Lovie Smith: The Key to the Chicago Bears Success This Year

Max KienzlerAnalyst IAugust 27, 2009

CHICAGO - SEPTEMBER 28:  Head coach Lovie Smith of the Chicago Bears coaches against the Philadelphia Eagles at Soldier Field on September 28, 2008 in Chicago, Illinois.  (Photo by Jeff Gross/Getty Images)

Say what you want to about Jay Cutler and his cannon arm or Matt Forte and the offensive line. Make arguments for whoever ends up as our starting free safety or Brian Urlacher in the middle. But the real key to success this season is Head Coach Lovie Smith.
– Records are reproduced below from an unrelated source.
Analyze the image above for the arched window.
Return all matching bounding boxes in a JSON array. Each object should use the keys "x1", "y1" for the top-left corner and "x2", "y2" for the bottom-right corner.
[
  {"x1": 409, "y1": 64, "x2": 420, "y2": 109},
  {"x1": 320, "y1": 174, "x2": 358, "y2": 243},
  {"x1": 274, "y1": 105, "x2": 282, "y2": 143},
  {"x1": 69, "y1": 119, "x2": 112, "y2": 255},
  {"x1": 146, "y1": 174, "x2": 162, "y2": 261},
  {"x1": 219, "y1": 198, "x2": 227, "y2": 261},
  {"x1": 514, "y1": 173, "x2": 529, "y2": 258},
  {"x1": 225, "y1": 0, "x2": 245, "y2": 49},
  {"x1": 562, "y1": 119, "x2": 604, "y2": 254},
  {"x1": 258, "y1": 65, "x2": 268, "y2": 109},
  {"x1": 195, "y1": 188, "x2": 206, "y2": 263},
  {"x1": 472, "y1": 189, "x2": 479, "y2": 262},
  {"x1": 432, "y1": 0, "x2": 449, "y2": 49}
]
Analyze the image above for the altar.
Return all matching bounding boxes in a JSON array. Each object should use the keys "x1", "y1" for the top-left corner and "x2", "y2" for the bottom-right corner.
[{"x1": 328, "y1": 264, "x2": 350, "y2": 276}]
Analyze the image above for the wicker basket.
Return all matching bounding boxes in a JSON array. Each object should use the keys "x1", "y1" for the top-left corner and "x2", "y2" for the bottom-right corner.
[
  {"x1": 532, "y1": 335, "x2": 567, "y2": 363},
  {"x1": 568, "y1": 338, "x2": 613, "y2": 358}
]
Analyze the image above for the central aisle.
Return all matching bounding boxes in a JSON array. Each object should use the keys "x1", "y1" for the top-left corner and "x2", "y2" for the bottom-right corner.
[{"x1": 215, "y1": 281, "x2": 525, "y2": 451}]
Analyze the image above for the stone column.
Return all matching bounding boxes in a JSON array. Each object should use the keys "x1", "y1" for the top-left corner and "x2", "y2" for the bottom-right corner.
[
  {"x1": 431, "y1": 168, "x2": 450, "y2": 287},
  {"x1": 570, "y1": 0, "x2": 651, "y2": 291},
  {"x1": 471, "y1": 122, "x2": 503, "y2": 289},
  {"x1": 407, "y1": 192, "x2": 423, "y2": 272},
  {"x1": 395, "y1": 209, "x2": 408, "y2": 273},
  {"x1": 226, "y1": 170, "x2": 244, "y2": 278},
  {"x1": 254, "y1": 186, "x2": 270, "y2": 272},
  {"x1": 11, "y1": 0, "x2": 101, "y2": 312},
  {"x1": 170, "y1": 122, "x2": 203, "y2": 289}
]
This is really a make-or-break year for Lovie, and really, his entire coaching staff. With a franchise quarterback, a long term solution at running back and several up and coming offensive lineman, the Chicago Bears offense should be able to stay with most teams in the NFL (providing Ron Tuner doesn't hold anybody back).

But with the offensive improvements, we come to the real problem which lies with the defense.

Last season the Bears defense got worked over on more than one occasion. They gave up the following:

1) 27 points to Brian Griese and the Bucs.

2) 22 points and a deep pass to set up the winning field goal to the Falcons.

3) 41 points in a win over the Vikings.

4) 23 points to the eventual 0-16 Detroit Lions (that was the second most points scored by the Lions last year).

5) 37 points to the Green Bay Packers in a blowout loss.

6) 34 points to the Vikings again.

7) 31 points in a win-or-go-home game against the Houston Texans.


The defense ended as just a run-of-the-mill unit, ranked 15th in points allowed and 16th in yards allowed per game.

And that wasn't even the frustrating part. The worst was you knew what was going to happen. You would know that Urlacher, Lance Briggs and Nick Roach would crowd the line of scrimmage and then fall back in coverage as the ball was snapped.

And every time they did this, the Bears defensive backs would be 5-10 yards off the line, leaving that wide open ten yard slant pattern every time. It was like the coaching staff forgot that the DB's are allowed to jam people.

It was brutal at first, but then it became sad and then, eventually, amusing because no one could understand why the Bears defense did not adjust to these tactics...tactics that everybody watching from home would see coming.

The most obvious scapegoat was defensive coordinator Bob Babich. However, I don't hold him responsible, at least not fully. This defense is Lovie Smith's baby. It is his design, his schemes, his way of football. Babich was really just a puppet.

I say "was" because Lovie has announced that he will be taking over the defensive play calling during games for this upcoming season.

And I will give him credit for stepping up and taking the responsibility.

If the Bears defense comes out and plays like everyone believes they can, then he will look like a genius. If the defense comes out and stinks it up like they did at times last season, then there will be nobody to blame but himself.

To be successful, the Chicago Bears' defense will have to hold teams to 21 points or under. If they can do that, then they should win at least 10 games, easy.

That will require a lot of hard work by the players, a lot of assistance from the training staff, and most importantly, Lovie to prove he is a defensive mastermind.